На главной улице, против входа в городской сад, с террасы которого открывается столь прекрасный вид на заливные луга, реку Жиздру, тянущиеся за ней леса и стоящий на опушке Оптин монастырь, в двухэтажном здании помещалось учреждение, вокруг которого в годы Гражданской войны вращалась вся жизнь города — Военный комиссариат. Возглавляли его: сначала упомянутый мной неистовый матрос Семенов, а потом более спокойный и симпатичный комиссар Краснощеков. И при том, и при другом военруком оставался троюродный брат Бориса Вадим Александрович Влодзимирский, имя которого я, пожалуй, назову первым, вспоминая моих «ангелов-хранителей» того времени. Это был высокий человек лет тридцати пяти со смуглым, правильным, но утомленным лицом. Из-за отсутствия левого глаза, утраченного на охоте, он всегда носил черную повязку. Скользившая по губам то и дело чуть заметная улыбка сбивала людей с толку — трудно было понять, шутит он или говорит серьезно.

По своей матери, урожденной Ергольской, Вадим Влодзимирский был связан с Козельским уездом, где провел детство и юность. Потом, выйдя в офицеры, он служил на Дальнем Востоке и вернулся в родные края лишь после революции вместе со взбалмошной женой еврейского происхождения и тремя дочками восьми, шести и четырех лет. Вряд ли семейная жизнь Влодзимирских была очень счастливой, но Вадим Александрович переносил эксцентричные выходки жены с полным спокойствием и очень любил девочек.

Иногда шторы на окнах в их квартире, несмотря на дневные часы, бывали спущены. Это означало, что Раиса Борисовна лежит с головной болью после очередного скандала, в ходе которого она неизменно грозила «бросить всё и уехать на Дальний Восток к любящему ее капитану Чеснокову». Открывая на стук посетителя дверь, Вадим Александрович с той же полунасмешливой улыбкой говорил: «У барыни нервы». Вечером «барыня» появлялась с обвязанной полотенцем головой, и жизнь входила в обычную колею.

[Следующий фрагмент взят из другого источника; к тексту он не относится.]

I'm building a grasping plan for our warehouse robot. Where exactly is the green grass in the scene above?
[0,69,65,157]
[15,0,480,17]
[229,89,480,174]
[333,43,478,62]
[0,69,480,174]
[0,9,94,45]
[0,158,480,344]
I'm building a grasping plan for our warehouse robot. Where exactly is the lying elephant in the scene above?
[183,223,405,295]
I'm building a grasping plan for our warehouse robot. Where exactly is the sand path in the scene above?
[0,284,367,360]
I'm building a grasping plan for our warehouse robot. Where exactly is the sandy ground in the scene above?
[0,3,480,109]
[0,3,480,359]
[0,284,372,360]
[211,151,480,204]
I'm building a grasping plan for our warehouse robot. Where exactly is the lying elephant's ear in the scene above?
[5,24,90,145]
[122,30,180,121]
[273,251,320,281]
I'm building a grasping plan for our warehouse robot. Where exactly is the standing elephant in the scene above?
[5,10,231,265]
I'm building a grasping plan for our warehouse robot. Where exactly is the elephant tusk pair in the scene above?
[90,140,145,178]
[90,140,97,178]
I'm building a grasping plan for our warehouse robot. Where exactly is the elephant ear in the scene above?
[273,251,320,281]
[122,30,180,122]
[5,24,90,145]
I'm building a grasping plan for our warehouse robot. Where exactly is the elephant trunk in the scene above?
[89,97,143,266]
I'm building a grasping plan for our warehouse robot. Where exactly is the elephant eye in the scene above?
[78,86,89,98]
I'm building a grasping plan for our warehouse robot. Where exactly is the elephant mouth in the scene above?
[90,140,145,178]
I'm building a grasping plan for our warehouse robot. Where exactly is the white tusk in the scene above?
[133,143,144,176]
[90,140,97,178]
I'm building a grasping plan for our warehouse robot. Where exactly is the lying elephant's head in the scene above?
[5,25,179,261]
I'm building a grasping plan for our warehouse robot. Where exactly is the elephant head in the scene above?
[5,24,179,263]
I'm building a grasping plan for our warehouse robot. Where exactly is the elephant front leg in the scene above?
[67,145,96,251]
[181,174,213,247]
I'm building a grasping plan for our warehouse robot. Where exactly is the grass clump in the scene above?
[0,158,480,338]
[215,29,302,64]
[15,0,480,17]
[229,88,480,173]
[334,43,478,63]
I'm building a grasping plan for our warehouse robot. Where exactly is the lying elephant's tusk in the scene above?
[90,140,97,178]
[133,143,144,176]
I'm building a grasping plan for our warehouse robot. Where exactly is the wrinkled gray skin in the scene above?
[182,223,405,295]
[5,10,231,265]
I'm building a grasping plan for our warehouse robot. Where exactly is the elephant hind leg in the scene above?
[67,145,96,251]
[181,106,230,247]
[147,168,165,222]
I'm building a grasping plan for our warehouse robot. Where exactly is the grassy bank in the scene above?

Между Борисом и Вадимом Влодзимирским когда-то была тесная юношеская дружба. Вадим это помнил и теперь перенес на меня и Диму то теплое дружеское чувство, в искренности которого я ни разу не имела случая усомниться.

Дом Влодзимирских считался самым «открытым» в Козельске. В комнатах было светло и тепло, в 8 часов подавался настоящий, а не морковный, чай с сахаром, а в 12 — большое блюдо вареного картофеля с маслом (и это встречалось далеко не везде)! В промежутках между чаем и ужином хозяева и гости (и я в том числе) с увлечением играли в «девятку», что и было воспето в частушке:


Процвели азарты,

Все играют в карты.

Даже милый военрук

Так проводит свой досуг!


У Влодзимирских я познакомилась со многими представителями козельского общества и, в первую очередь, с сотрудниками Вадима Александровича по комиссариату. Чаше других я встречала заведующего отделом кадров Владимира Алексеевича Глебова и завотделом снабжения Ивана Андреевича Короткова. Владимир Алексеевич был высокий белокурый молодой человек с университетским значком, юрист по образованию, сын почтенных родителей, владельцев дома в приходе Благовещения, то есть на противоположном краю Козельска (и я, и Влодзимирские жили в приходе Богоявления). В Володе Глебове чувствовалась порядочность, деликатность, но, чтобы меня не упрекнули в чрезмерной идеализации персонажей, добавлю, что он был немного «размазня».